- Coordinates: 30°11′14″N 89°50′35″W﻿ / ﻿30.18722°N 89.84306°W
- Carries: 2 lanes of US 11
- Crosses: Lake Pontchartrain
- Locale: New Orleans and Slidell, Louisiana, United States
- Maintained by: LA DOTD

Characteristics
- Total length: 4.78 miles (8 km)
- Width: 35 feet (11 m)

History
- Opened: February 18, 1928; 98 years ago

Location
- Interactive map of Maestri Bridge

= Maestri Bridge =

The Maestri Bridge (originally known as the Pontchartrain Bridge and later as the Watson-Williams Pontchartrain Bridge and the Five Mile Bridge) carries U.S. Route 11 (US 11) across Lake Pontchartrain between New Orleans and Slidell, Louisiana, in the United States. The 4.78 mi bridge was the longest concrete bridge in the world upon completion. It is 35 ft wide and has two bascule-type draw spans for passing vessels and barges.

==History==
The bridge opened on February 18, 1928, as the first permanent crossing of Lake Pontchartrain. The New Orleans Stock Exchange was closed on the day of the opening, a Saturday, to allow members to attend the opening.

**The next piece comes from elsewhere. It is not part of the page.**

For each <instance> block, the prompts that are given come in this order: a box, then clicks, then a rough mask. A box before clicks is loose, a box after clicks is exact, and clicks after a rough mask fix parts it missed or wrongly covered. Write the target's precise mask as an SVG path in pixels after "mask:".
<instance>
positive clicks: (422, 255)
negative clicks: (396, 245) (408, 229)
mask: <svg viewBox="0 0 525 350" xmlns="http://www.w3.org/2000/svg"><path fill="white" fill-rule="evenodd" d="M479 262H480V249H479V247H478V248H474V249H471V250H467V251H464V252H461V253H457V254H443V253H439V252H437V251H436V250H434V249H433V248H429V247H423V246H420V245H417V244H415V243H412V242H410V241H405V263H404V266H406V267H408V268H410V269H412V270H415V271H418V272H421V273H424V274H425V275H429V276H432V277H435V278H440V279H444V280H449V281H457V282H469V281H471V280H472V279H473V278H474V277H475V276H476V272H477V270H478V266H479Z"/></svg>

The bridge was originally a toll structure, costing $1.25 for a motor vehicle with one driver plus ten cents for each additional passenger. Louisiana Governor Huey Long was opposed to toll bridges and offered to have the state purchase the bridge from its private owners. The offer was rejected, so Long constructed two free bridges to the east along U.S. Route 90 (US 90) across Chef Menteur Pass and the Rigolets Pass. With a free alternative, the toll bridge faced financial ruin and was sold to the state in 1938 for $940,000. Following the purchase, the bridge's name was changed to the Maestri Bridge in honor of Robert Maestri, the mayor of New Orleans from 1936 to 1946. US 11, formerly cosigned with US 90 across the Chef Menteur and Rigolets Bridges, was rerouted onto the Maestri Bridge around 1941.

In 2005, Hurricane Katrina virtually destroyed the I-10 Twin Span Bridge to the east. However, due to its sturdy construction, the Maestri Bridge was largely undamaged and was the only route to New Orleans from the East until the Twin Spans could be temporarily fixed, as US 90 was also closed due to damage to the Fort Pike Bridge.

The bridge was closed in January 2012 for repairs. LA DOTD awarded a $5.7 million contract to rehabilitate the bridge's railings. It reopened on May 21. It was closed once more in January 2019 as part of a $28.6 million overhaul to the bridge.